The Dick Staub Interview: Dave Alan Johnson
The creator of Doc talks about balancing entertainment with spiritual depth and TV shows with evil plumbers
posted 10/01/2002 12:00AM
Dave Alan Johnson, along with his brother created the PAX television show Doc. The show follows a small-town Montana doctor (Billy Ray Cyrus) who followed a woman to New York. The girl leaves him, but he soon realizes that he was meant to be in the city. Johnson has extensive television credits, including a 1996 collaboration with Steven Spielberg called High Incidence.
How did your own faith journey get started?
I was raised in a Christian home and have believed since an early age. But like many people, I never really understood what that meant. It's probably been in the last 10 to 15 years that I have understood what it all means.
I then realized why I'd been placed where I'd been placed. I had created shows for all the networks. I was on the top of everybody's A-list. I was a believer and I thought I was doing God's work, but I just didn't have a complete peace.
Hollywood is a tough place because people lie to you on a daily basis and cheat you and stab you in the back. One day I went home to my wife after continually feeling beaten up and said, "I just want to go be a missionary someplace. Let's just forget all this."
She looked at me and she said, "Name me one place on earth that needs missionaries more than where you are right now."
I still can't talk about that without getting choked up. That moment changed my life. I realized why I had been placed where I'd been placed and why I had been given the gifts I have been given.
What changed at that point?
I was still doing the same things, but I had a renewed sense of purpose. I learned something very valuable during that time, which was that products come and go. TV shows come and go. If God wants a God-honoring show on the air, he'll put one on.
God put me in the path of 100 to 150 people's lives on a daily basis who looked at me as their boss. And I was the only Bible a lot of those people were ever going to see.
Does Hollywood understand the spiritual interest in America now?
No. They really don't. It never ceases to amaze me the level of blindness and darkness that is in this place.
I had the president of a network tell me once that Touched By An Angel was a complete fluke and that nothing about God ever works on TV. If they had done a show about an evil plumber that was doing what that show was, there would be five other shows about an evil carpenter, or an evil truck driver in the works.
How did Doc come about?
I had done work for Jeff Sagansky, the president of PAX, when he was at CBS. He called me up and said, "Do you want to come do something for us?" I went over there and kicked around some possible ideas for a TV show.
How did you end up casting Billy Ray Cyrus as the lead?
My casting director came in one day and said, "Would you guys be interested in Billy Ray Cyrus for this role?" And I said, "No, not really." The achy-breaky guy with the long hair and stuff wasn't what I had in mind.
She came back a couple days later and said that he really wanted to come in and read. He offered to fly himself out.

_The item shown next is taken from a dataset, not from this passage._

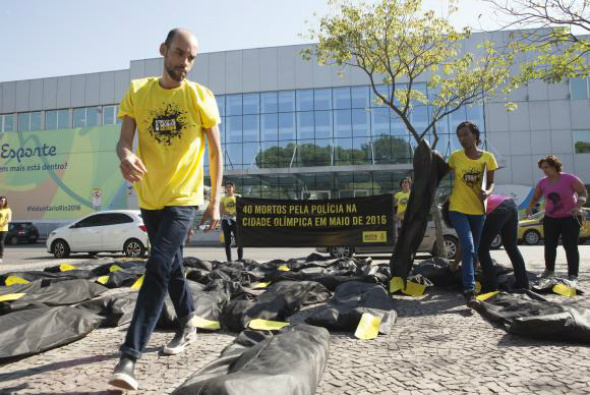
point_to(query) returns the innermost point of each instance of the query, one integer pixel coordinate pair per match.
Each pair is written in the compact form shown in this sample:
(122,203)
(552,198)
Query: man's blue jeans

I said, "Well, who are we that we wouldn't meet somebody?" So I told the casting director to tell him to come on by but that we were not asking him to come out. We'd happily see him but I didn't want there to be a misunderstanding.
He walked in and he looked completely different. His hair was different. Everything about him was different. Immediately I just looked at him and said, "Wow, he really looks right for the part."
It was obvious in, literally, five minutes as he told us his testimony and we told him ours that this was a divine appointment and this was meant to be.